China’s rise is assured in our new world order, but not as a hegemon
Jean-Pierre Lehmann says though one major power dominated the past two centuries – Britain in the 19th and America in the 20th – in the 21st century, no single country will be calling the shots. Instead, the tussle for influence will be fiercest on the Asia-Pacific stage

During most of my working life, I have commuted physically and intellectually between western Europe and East Asia, where I spent part of my childhood and where I have over the years lived, studied, worked and taught. Of course, to get from one to the other, one has to traverse the Eurasian continent. Which is what I did. In the late 1960s/early 1970s, for example, I would take a ship from Portsmouth to Leningrad (as it then was), a train from Leningrad to Moscow, a plane from Moscow to Khabarovsk, a train from Khabarovsk to Nakhodka, a boat from Nakhodka to Yokohama, then, the final leg, a train from Yokohama to Tokyo.
I would occasionally stop for a few days along the way.
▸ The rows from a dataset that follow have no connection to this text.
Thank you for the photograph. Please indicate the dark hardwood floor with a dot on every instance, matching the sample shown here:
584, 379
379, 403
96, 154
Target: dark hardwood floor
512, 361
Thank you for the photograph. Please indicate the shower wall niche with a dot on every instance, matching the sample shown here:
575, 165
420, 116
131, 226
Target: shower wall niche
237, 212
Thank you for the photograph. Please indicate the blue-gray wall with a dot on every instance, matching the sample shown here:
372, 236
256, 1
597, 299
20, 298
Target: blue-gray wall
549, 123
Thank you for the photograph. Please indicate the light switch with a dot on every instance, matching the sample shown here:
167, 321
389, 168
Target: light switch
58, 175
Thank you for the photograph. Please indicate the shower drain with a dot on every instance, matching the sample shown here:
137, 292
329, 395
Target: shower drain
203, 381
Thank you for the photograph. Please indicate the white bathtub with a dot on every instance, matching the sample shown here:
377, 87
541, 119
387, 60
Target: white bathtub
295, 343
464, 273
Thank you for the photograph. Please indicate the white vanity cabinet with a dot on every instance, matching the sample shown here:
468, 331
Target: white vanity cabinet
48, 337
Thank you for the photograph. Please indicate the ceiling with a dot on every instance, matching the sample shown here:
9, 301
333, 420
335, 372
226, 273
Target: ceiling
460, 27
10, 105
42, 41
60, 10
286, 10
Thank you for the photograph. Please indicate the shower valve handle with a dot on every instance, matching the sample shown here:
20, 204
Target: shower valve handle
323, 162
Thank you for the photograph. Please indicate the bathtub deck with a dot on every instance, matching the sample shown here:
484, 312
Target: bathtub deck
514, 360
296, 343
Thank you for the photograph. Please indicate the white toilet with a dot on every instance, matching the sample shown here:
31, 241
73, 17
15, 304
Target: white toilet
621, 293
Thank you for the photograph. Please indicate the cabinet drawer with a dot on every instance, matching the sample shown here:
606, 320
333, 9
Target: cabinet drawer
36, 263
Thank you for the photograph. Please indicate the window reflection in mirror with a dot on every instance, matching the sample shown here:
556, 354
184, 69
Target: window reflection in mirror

The icy cold war atmosphere notwithstanding, the warmth (and liquidity: lots of vodka!) of Russian hospitality lived well up to its reputation. I had read in my teens lots of Russian literature, and was enthralled when I read 15 years ago that splendid history of Russian culture, Natasha’s Dance by Orlando Figes. That was 15 years ago, a year after China acceded to the World Trade Organisation. In the meantime, academically I remained an East-West guy.
By the beginning of this century, the China narrative has been dramatically transformed, as has its impact on the world. The global balance of economic power is moving from West to East, as the Atlantic centuries seem to be entering their concluding chapters and an Asia-Pacific century emerges in the 21st.